Take shelter de Jeff Nichols : l’enfer doux des classes moyennes

Take Shelter : photo Jeff Nichols, Jessica Chastain, Michael Shannon (II)

C’est l’histoire d’un prophète des temps modernes dans notre monde qui se redécouvre grec depuis quelque temps, qui retrouve le sens d’un souci du monde et de recueillement devant le fait qu’il y ait plutôt qu’il n’y ait rien. Cet homme est un ouvrier du bâtiment de l’Ohio (Michael Shannon), bien marié à la plus belle rousse du cinéma américain (Jessica Chastain, la meilleure nouvelle apportée par Tree of life), heureux père d’une petite fille muette qui sera bientôt opérée grâce à l’excellente mutuelle de son employeur.

C’est un homme qui vit à l’ère de l’angoisse de la chute des classes moyennes dont le mythe s’était bâti sur l’idée que l’avenir des enfants serait forcément meilleur que celui des parents. Des rêves prémonitoires et des hallucinations lui font penser que la tempête du siècle approche. Il s’endette pour financer un abri anti-tempête digne des films catastrophe, dans une ambiance de fin du monde quelque part entre La route de Cormac McCarthy et le cinéma de Terrence Malick adulé par le cinéaste, Jeff Nichols.

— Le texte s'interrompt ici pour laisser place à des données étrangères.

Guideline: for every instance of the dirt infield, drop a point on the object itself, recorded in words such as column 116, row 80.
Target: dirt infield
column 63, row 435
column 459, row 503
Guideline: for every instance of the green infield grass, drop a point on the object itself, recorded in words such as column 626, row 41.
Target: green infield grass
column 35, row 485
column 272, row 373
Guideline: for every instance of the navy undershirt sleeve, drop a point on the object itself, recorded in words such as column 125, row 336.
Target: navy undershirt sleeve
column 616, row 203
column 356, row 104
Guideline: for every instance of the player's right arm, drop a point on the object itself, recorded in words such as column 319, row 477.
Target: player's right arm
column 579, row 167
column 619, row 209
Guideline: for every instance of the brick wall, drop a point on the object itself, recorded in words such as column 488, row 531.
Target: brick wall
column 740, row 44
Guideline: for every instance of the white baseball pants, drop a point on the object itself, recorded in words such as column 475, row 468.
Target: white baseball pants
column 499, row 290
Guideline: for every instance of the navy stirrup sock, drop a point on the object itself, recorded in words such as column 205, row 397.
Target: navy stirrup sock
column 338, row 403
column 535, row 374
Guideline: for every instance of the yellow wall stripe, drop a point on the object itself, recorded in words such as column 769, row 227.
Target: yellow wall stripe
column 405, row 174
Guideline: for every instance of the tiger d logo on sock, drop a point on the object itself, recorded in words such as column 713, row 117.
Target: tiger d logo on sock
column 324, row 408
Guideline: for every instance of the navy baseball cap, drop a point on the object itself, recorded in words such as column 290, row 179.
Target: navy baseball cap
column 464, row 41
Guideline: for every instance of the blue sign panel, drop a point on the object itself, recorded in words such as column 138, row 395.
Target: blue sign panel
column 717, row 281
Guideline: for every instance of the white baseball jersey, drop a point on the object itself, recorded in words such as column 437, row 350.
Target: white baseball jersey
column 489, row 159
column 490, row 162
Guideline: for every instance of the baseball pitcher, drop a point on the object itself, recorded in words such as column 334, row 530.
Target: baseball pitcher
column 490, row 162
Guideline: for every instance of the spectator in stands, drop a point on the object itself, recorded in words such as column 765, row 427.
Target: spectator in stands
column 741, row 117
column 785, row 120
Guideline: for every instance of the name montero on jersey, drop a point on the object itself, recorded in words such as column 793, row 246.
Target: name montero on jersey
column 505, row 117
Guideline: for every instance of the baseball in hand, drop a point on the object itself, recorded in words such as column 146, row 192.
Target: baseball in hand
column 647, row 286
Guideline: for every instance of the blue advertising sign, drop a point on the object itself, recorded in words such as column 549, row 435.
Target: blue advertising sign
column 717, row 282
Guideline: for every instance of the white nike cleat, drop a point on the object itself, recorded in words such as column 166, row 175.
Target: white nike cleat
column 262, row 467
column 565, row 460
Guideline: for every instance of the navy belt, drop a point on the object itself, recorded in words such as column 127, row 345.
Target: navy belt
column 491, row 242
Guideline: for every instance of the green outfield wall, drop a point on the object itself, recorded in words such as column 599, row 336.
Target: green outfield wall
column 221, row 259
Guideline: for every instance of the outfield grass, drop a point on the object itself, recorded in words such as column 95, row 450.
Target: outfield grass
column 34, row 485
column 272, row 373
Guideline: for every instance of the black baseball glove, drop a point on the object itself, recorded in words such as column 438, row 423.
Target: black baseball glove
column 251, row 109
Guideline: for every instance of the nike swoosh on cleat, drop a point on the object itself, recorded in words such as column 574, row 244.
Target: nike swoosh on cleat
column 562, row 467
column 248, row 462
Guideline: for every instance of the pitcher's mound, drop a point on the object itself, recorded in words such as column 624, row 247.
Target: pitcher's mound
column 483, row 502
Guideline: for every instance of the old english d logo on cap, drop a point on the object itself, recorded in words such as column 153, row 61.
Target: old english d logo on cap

Superbement filmé comme une suite de tableaux sur l’enfer doux de la classe moyenne américaine qui rappelle les photographies de Gregory Crewdson, Take shelter (“Mettre à l’abri”) est hanté par le vertige de l’angoisse qui s’est emparée d’une catégorie de la population qui n’avait plus peur depuis la fin de la guerre du Vietnam aux Etats-Unis. Jeff Nichols invente un prophète pour les temps modernes à hauteur d’homme et à démesure d’humanité.